What You Need To Know:
(Ro, B, Acap, V, D, M) Light Romantic worldview about a father and son with a nod to the existence of Heaven and angels, but also with an anti-materialism theme; no obscene language; brief violence, scuffle and breaking things; no sex scenes but young materialistic woman has a rich lover and young boy develops a crush on her; no nudity but scantily dressed female hidden behind translucent curtain; no alcohol use; profuse smoking by many characters; and, miscellaneous immorality such as bribery.
Guaranteed at the very least to put a lump in your throat, TOGETHER is a very tender, sentimental movie about the conflict which arises when a child approaching pubescence is suddenly faced with making tough choices between the tug of his immature heart, and the alluring promises of great fame and fortune. On another level, it can also be interpreted as either a political statement condemning the corrupt values of the Western World which elevates crass materialism over purity and love, or the results of leaving common sense behind and following the dictates of an immature, unbridled heart.

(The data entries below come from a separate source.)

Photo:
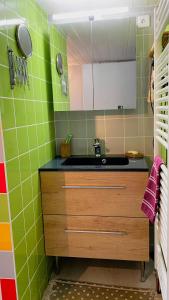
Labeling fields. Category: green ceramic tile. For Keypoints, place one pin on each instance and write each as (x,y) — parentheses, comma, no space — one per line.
(10,144)
(35,287)
(30,112)
(27,192)
(18,229)
(37,206)
(32,263)
(25,168)
(15,200)
(34,158)
(13,173)
(39,111)
(29,216)
(42,155)
(4,215)
(35,184)
(37,89)
(8,117)
(20,256)
(40,250)
(20,112)
(22,281)
(40,134)
(5,90)
(22,134)
(27,294)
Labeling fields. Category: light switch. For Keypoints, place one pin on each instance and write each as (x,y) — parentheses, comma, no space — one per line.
(143,21)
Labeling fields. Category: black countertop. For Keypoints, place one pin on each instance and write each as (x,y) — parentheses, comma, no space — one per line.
(140,165)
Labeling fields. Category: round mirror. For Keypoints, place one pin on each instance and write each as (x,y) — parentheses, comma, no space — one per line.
(24,40)
(59,64)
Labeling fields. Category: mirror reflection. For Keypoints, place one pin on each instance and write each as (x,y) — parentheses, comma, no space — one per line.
(101,64)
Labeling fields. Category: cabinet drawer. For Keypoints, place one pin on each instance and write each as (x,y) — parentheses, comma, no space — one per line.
(97,237)
(93,193)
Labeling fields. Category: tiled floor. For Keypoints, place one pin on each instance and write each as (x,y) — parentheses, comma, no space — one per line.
(119,273)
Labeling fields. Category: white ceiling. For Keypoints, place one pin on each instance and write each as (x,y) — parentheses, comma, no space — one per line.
(62,6)
(106,41)
(111,40)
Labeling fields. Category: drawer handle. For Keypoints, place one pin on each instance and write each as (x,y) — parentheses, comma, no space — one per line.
(114,187)
(117,233)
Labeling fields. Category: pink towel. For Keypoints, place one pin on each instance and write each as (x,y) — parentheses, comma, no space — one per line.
(151,196)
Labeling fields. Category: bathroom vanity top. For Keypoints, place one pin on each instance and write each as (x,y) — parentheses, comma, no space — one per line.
(56,164)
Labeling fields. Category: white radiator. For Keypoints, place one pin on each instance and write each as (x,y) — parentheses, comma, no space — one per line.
(161,143)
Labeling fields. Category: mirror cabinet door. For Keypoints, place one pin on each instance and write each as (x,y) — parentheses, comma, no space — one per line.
(101,58)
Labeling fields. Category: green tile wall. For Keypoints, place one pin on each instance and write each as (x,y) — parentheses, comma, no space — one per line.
(58,45)
(29,140)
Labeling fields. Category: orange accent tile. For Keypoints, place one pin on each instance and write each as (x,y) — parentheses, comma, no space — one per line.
(5,237)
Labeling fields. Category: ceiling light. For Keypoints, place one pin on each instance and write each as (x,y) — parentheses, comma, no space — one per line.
(83,16)
(11,22)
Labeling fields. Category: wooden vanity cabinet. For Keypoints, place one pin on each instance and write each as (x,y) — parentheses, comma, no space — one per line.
(95,214)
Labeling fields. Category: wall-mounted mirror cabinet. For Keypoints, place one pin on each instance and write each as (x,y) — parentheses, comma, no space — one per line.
(101,57)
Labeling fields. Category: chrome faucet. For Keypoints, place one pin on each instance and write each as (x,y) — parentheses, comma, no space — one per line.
(97,148)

Young Xiaochun (Tang Yun) is a child prodigy. His fingers glide smoothly over the violin his mother left him before she died, and the music emanating from it is nothing short of glorious. His father Liu Cheng (Liu Peiqi) is steadfastly attempting to develop his son’s career, and the break he had been hoping for has just arrived in the form of an invitation to compete at a prestigious Beijing conservatory. Father and son pack all their belongings and are soon on their way to the big city. Xiaochun does well in the competition, but, to their chagrin, they soon find out that it takes more than talent to break onto the world stage, it also takes bribes and connections, and even an official permit to just live in Beijing. The road to success is going to take longer than they had hoped, but Cheng is not discouraged. He retains the services of Professor Jiang (Wang Zhwen), an eccentric, grubby music teacher who has also noticed Xiaochun’s talents.

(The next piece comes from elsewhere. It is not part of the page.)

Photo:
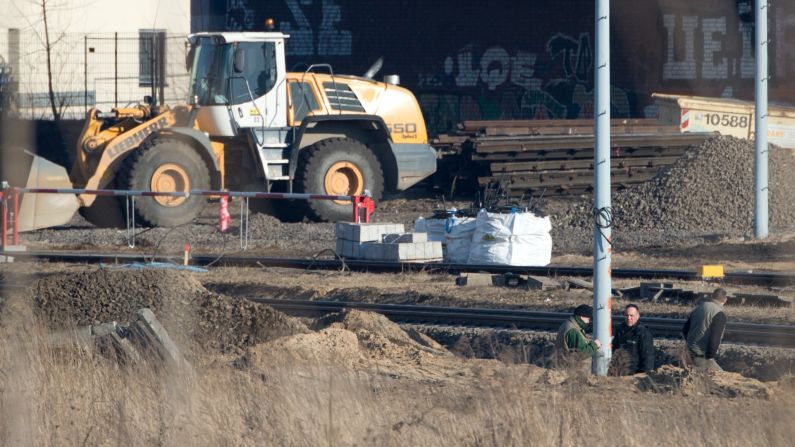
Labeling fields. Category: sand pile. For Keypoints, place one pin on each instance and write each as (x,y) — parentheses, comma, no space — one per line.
(708,190)
(177,298)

Father and son find a very modest place to live, and things begin to look up. Eventually, Cheng’s dogged determination hits paydirt when he is able to arrange an interview with a famous, but manipulative music teacher with the right contacts (the director himself, Chen Kaige) who can take Xiaochun all the way to the top. Unfortunately, Xiaochun turns it all upside down by bemoaning the loss of his relationship to Professor Jiang and even selling his violin to purchase an expensive coat for Lili (Hong Chen), the beautiful, warm-hearted woman next door with whom he has developed a puppy love infatuation. The new teacher takes him in anyway, and it now appears that Xiaochun may have finally gotten on the right track to become the world class violin virtuoso his father has worked so long and so hard for. The downside is that for Xiaochun the road seems to be a cold, hard-edged and very lonely one, with all the people he loves slowly falling away from his life. What will Xiaochun do?

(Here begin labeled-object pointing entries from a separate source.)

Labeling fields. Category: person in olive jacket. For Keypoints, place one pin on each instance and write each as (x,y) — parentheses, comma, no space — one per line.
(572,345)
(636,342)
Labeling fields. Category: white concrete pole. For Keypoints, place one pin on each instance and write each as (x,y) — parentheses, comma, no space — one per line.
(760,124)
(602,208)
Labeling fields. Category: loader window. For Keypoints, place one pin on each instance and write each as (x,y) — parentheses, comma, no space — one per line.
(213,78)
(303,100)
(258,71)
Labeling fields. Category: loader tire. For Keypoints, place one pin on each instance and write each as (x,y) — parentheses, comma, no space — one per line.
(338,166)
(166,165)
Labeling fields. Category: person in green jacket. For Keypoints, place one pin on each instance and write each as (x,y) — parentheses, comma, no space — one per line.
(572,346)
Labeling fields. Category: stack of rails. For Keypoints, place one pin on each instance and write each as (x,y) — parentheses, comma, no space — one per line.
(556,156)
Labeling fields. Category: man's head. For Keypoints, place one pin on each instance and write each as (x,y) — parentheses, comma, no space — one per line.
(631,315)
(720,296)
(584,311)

As the first 30 minutes of TOGETHER unfolded, it seemed that this was going to be yet another variation on the peasant from a small village who comes to the big city to be both exhilarated and overwhelmed, and finally chooses to return realizing how much better life in the country was after all. In this case, the story has a very interesting twist, and it is truly enjoyable because it is able to move its audience without resorting to the usual devices of foul language, sex, nudity, and violence. On the other hand, the director presents a simplistic picture of innocence and love versus materialism and greed, all seen through the eyes of a child whose intellectual discernment has yet fully matched the size of his heart.
Except for a few misses, such as letting young Xiaochun’s role be too sullen and withdrawn for his age, director Chen Kaige manages to play his audience’s heart strings as well as Xiaochun plays his violin, even for a materialistic Western one. As a state sanctioned production it is also truly remarkable that an acknowledgment, if muddled, of a heaven and angels is made in the middle of the movie, and the cast is just about perfect in their respective roles. For all the importance that the heart is given in the decision making process in this movie, it would be wise to keep in mind the Scripture verse which clearly states that “The heart is deceitful above all things, and desperately wicked; who can know it?” (Jeremiah 17:9) Director Chen Kaige would have been well advised to meditate on these words as he set out to bring forth TOGETHER.